(Disclaimer: I am the wxHaskell maintainer)
Both wxHaskell and Gtk2Hs are more or less complete. That's to say, both wrap a great deal of the functionality provided by their underlying libraries. They also both, as mentioned earlier, require a rather 'imperative' style of programming in the IO monad.
There have been many discussions on the relative merits of each. I would say that wxHaskell is the easier of the two to get working, especially on Windows, as it can be installed via cabal (see http://www.haskell.org/haskellwiki/WxHaskell/Install#On_Windows)
The FRP frameworks (Grapefruit and others) provide a more 'functional' style of programming, at the cost of having much reduced widget coverage. I have the feeling that this is still an open research area, and not really ready for 'prime time'.

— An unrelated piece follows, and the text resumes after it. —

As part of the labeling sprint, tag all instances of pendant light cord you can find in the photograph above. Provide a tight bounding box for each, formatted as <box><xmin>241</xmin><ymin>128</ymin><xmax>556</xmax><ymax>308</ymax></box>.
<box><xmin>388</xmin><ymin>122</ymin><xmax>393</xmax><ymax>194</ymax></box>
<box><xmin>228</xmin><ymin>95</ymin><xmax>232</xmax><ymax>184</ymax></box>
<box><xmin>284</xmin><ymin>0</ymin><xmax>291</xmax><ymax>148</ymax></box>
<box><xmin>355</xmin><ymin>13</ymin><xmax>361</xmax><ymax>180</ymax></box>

In practice, I've never had resource management issues with wxHaskell, although I agree that it's possible, and is an area handled better by Gtk2Hs, which uses reference counting in the underlying library.
For completeness, I should also mention that a Qt binding (QtHaskell?) also exists - it is relatively young, but apparently reasonably complete.
I rather feel that the Haskell community, small as it is, would do well to fix on one GUI framework, but accept the difficulty of this (e.g. licensing, support for all OS platforms etc.).